# FaeryBee's Pups Playtime!



## FaeryBee (May 9, 2011)

*Shelties have lots of fur so they LOVE the cold weather and mine particularly like playing in the snow.

Kylie loves to eat snow and I always think he looks adorable with it all over his little nose


Autumn decided she'd better check out what Kylie was doing


Hmmmm, I think I see a strange dog over there by the creek


Yep, haven't seen that guy around before&#8230;


Kylie can't catch me!


Here I come!


Rest break


Now this is what I call a good chewing stick


I'm a little tuckered out


I prefer the couch for my nap
​*


----------



## Jo Ann (Sep 3, 2011)

*FaeryBee's*

Such a joy to share. This made my day! Jo Ann:budgie:


----------



## Jonah (Feb 3, 2013)

Awww...those are cute pics....they do look like good wintery animals with their beautiful coat's...they obviously have a ball when they go out....


----------



## FaeryBee (May 9, 2011)

*These sweet "pups" have been giving me joy every day for 10+ years. I'm glad you enjoyed their pictures, Jo Ann!*


----------



## aluz (Jul 24, 2011)

Awesome pictures, it's great to see them frolicking in the snow like that!
And their snow covered white noses are too cute!


----------



## BudgieBudds (Feb 15, 2014)

Such beautiful dogs! I love all those picture!


----------



## NumNum (Nov 2, 2013)

Gosh ... Shelties .... one of my favourite little dogs. Don't see so many of them around any more. Yours are a lovely pair


----------



## DeannaD (Feb 19, 2014)

Aww, so cute...love the snow pics. They are very beautiful shelties, never would have guessed they were 10+ years old.


----------



## Jedikeet (Feb 3, 2014)

I can picture a barrel slung over Kylie like mini-St. Bernard. Very nice, Deb


----------



## Bushy (Dec 31, 2012)

I'm really not a dog lover, but these pictures are adorable


----------



## ceduke (Sep 11, 2012)

What a delightful pair of pooches! They look so happy!

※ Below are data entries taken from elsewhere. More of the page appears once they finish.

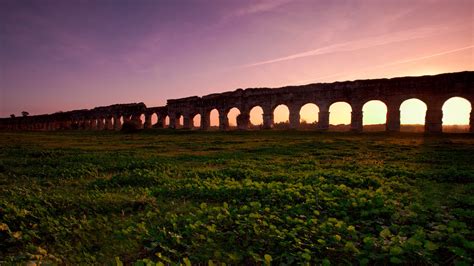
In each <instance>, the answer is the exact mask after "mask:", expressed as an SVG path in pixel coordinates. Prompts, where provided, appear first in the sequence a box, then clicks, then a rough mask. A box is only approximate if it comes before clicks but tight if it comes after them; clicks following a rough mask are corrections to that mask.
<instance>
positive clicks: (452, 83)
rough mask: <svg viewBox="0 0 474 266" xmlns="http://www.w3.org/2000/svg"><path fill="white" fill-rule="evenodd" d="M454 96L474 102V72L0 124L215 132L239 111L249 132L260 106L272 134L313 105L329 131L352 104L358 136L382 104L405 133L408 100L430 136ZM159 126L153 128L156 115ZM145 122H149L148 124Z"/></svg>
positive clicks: (473, 126)
mask: <svg viewBox="0 0 474 266" xmlns="http://www.w3.org/2000/svg"><path fill="white" fill-rule="evenodd" d="M452 97H462V98H464V99H466V100H468V101H469V102H470V103H471V106H472V104H473V103H474V71H465V72H458V73H446V74H439V75H435V76H422V77H400V78H391V79H371V80H356V81H345V82H334V83H317V84H309V85H302V86H287V87H282V88H275V89H270V88H250V89H245V90H244V89H237V90H235V91H231V92H224V93H216V94H210V95H206V96H202V97H198V96H193V97H187V98H181V99H173V100H168V101H167V105H166V106H162V107H149V108H148V107H146V105H145V104H143V103H134V104H116V105H111V106H105V107H96V108H94V109H90V110H74V111H68V112H59V113H54V114H48V115H35V116H26V117H11V118H2V119H0V129H2V130H61V129H85V130H120V129H121V126H122V124H123V123H124V122H127V121H129V120H133V121H134V122H136V123H140V125H141V126H142V127H143V128H152V127H158V128H163V127H166V123H165V118H166V117H168V120H169V122H168V127H169V128H177V127H178V125H179V120H180V118H182V121H183V122H182V128H184V129H191V128H192V127H193V118H194V117H195V116H196V115H200V117H201V123H200V126H199V128H200V129H203V130H206V129H209V127H210V113H211V111H212V110H215V109H216V110H217V111H218V113H219V129H221V130H227V129H229V120H228V113H229V110H231V109H232V108H237V109H238V110H239V111H240V114H239V115H238V116H237V128H239V129H241V130H245V129H248V128H249V125H250V121H249V118H250V110H251V109H252V108H253V107H255V106H259V107H261V108H262V109H263V125H262V127H263V128H265V129H270V128H272V127H273V125H274V117H273V111H274V109H275V108H276V107H277V106H279V105H282V104H283V105H286V106H287V107H288V109H289V124H290V127H291V128H293V129H298V127H299V126H300V109H301V108H302V107H303V106H304V105H305V104H308V103H313V104H315V105H316V106H318V108H319V117H318V123H317V125H316V127H317V129H319V130H327V129H328V128H329V116H330V112H329V108H330V106H331V105H332V104H333V103H336V102H346V103H348V104H349V105H350V107H351V109H352V111H351V122H350V128H351V130H353V131H362V126H363V123H362V121H363V111H362V108H363V106H364V104H365V103H367V102H369V101H373V100H378V101H382V102H383V103H385V105H386V107H387V116H386V130H387V131H399V130H400V106H401V104H402V103H403V102H404V101H405V100H408V99H413V98H416V99H419V100H421V101H423V102H424V103H425V104H426V106H427V110H426V116H425V131H426V132H432V133H437V132H442V118H443V111H442V106H443V104H444V103H445V102H446V101H447V100H448V99H450V98H452ZM155 114H156V115H157V117H158V119H157V123H156V124H155V125H153V124H152V115H155ZM141 117H144V121H142V119H141ZM469 125H470V132H474V108H471V113H470V120H469Z"/></svg>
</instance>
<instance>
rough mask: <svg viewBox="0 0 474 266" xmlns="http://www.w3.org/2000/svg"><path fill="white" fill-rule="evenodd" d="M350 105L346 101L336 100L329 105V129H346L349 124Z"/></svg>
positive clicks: (342, 129)
mask: <svg viewBox="0 0 474 266" xmlns="http://www.w3.org/2000/svg"><path fill="white" fill-rule="evenodd" d="M351 112H352V107H351V105H350V104H349V103H348V102H345V101H338V102H333V103H331V104H330V105H329V125H330V126H329V129H330V130H333V131H348V130H350V124H351V120H352V119H351Z"/></svg>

My Jasper does NOT like the cold (Jack Russell mix) and I think he would give me the most pathetic eyes if I ever took him to play in snow!


----------



## kwatson (Jan 19, 2014)

Beautiful pics, and very beautiful puppies


----------



## eduardo (Jul 24, 2011)

*Wow, look at all the snow!! Deb, your doggies are so pretty  That was a load of fun. It's so cute how they fell asleep after the playtime  Eddie doesn't like snow though. When we were in Ohio for one Christmas, he was tiptoeing in the snow in my brother-in-law's backyard. He hated it *


----------



## NanaLucy129 (Dec 5, 2011)

*I think I am beginning to hate it this year! ha Deb, your shelties are the most beautiful dogs!*


----------



## BirdCrazyJill (Jan 12, 2011)

*aww they are so adorable  they look so soft!!*


----------



## Aisliyna (Sep 8, 2013)

Love Shelties, your 2 are gorgeous. Such a great breed.
Seeing them playing in the snow makes me miss my old dog, Kit. 
He looked a bit like a Rough Collie and loved frolicking when it would snow too  Best dog I ever had

Before you know it that snow will be melting and it will be time to play in the green grass, pups!


----------



## Nuts4Birdies (Nov 25, 2012)

Awww what cuties!!! They are so gorgeous. You clearly take great care of their coats for them to be so silky!


----------



## LynandIndigo (Jan 21, 2012)

*Wow Deb... Those are great photo's of your dogs they look like they are having fun in the Snow.. I have never seen snow before it would be really cool to go and experience standing in the snow and to feel it.. Do your dogs get cold feet when they are in the snow. Hey Deb we haven't seen a photo of you in the snow maybe you can post a photo to show us yourself in the snow. Your dogs are so Adorable i love those Sheltie dogs.*


----------



## FaeryBee (May 9, 2011)

*



Thanks to everyone who looked at our pictures!!

Kylie and Autumn


​*


----------



## DarylnVA (Feb 16, 2013)

*What a beautiful dog!

If he likes show, there's more coming Monday...*


----------



## eduardo (Jul 24, 2011)

*


FaeryBee said:







Thanks to everyone who looked at our pictures!!

Kylie and Autumn


​

Click to expand...

That is a precious picture of two of them on the couch*


----------



## Trimath (Jan 10, 2013)

Beautiful pictures and beautiful dogs, Deb.I can't wait for next Saturday when we bring home our new puppy.


----------



## Crazy_Bird_Lady (Jul 30, 2012)

*They are sooo cute, Deb!  Those two are the sweetest ever!  Looks like they had a lot of fun out in the snow.*


----------



## FaeryBee (May 9, 2011)

*We got more snow today! 

Autumn's wondering why I don't hurry up... 

​*


----------